Across disciplines, we find steep prestige hierarchies, in which only 9 to 14% of faculty are placed at institutions more prestigious than their doctorate (ρ = 0.86 to 0.91). Furthermore, the extracted hierarchies are 19 to 33% stronger than expected from the observed inequality in faculty production rates alone (Monte Carlo, P < 10−5; see Supplementary Materials), indicating a specific and significant preference for hiring faculty with prestigious doctorates.

Click for larger images.



3 comments:

mfm32 said...

An interesting approach with very cool results (i.e. they comport with intuition enough to be credible, but not enough to be boring).

I think their ranking methodology has a pretty serious flaw, however. I'll focus on CS, since that's the area I know best. The problem is that the p measure of hierarchy strength favors ranking highly those departments that produce fewer academic placements per faculty member. Consider a department that produces no academic placements whatsoever (e.g. because all the graduating students go to work at Google).

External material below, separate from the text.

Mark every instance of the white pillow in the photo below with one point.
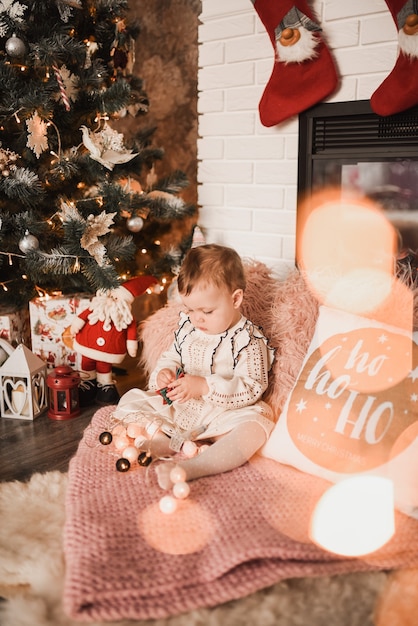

That department's node in the multigraph will have only incoming edges, and it will never decrease p to rank such departments at the top of the hierarchy. High rankings for these departments increase the number of prestige-enhancing outgoing edges with no corresponding increase in the number of prestige-decreasing outgoing edges, because these departments by definition have no outgoing edges. In reality, though, producing very few academic placements relative to your faculty size is likely anticorrelated with prestige.

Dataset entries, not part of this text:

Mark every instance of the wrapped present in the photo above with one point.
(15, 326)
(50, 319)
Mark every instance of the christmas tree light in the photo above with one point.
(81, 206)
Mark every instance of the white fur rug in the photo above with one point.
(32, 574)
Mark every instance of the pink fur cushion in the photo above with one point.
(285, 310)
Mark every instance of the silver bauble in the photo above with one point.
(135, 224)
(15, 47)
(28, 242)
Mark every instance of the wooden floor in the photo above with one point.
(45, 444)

You can sort of see this phenomenon occurring in the CS rankings. Stanford has an enormous CS faculty, largely because of its 770 undergraduate majors. Its doctoral program is much smaller and has high attrition due to the many attractive non-academic opportunities for a Stanford PhD candidate in the Bay Area (so I hear and the department website seems to support). The result is a ton of faculty, comparatively few academic placements, and a consequent tendency toward higher ranking. The paper itself even points out a similar thing likely going on with Caltech, though it doesn't identify the cause. The authors remark, "Caltech ranks above 98.5% of other institutions but places fewer computer science faculty than 27 lower-ranked institutions" but attribute this anomaly to prestige. Yet Caltech's graduate CS program appears to have over 70 students according to its website, suggesting that Caltech isn't a highly prestigious boutique CS department. Instead, I'd suspect that something similar to Stanford is going on: relatively few academic placements but a big faculty to support a large contingent of undergraduate majors. Or, in the parlance of the paper, lots of incoming edges and very few outgoing edges.

steve hsu said...

Isn't 70 grad students on the small size for most CS departments? Even if CS is now the most popular major, Caltech can't have more than ~200 undergrads total in the program. The UG student body (and almost every department, in number of faculty relative to competitors) is quite small. (Smaller than most high schools!)

mfm32 said...

I think it's actually pretty big. Not the biggest, for sure, but Yale for instance admits about 8 new PhD students a year, which gives a total number of doctoral students of 20 - 30 depending on how long you think the average time to degree is. The article similarly suggests that Caltech may be in the ~68th percentile for size.

Maybe Caltech CS students are more likely to go into non-academic jobs or academic jobs in other fields (unclear how those count in the algorithm). Maybe it has to do with Caltech's CS department combining some applied math and traditional engineering fields as well, which could contribute to grad student leakage out of the CS academic ecosystem.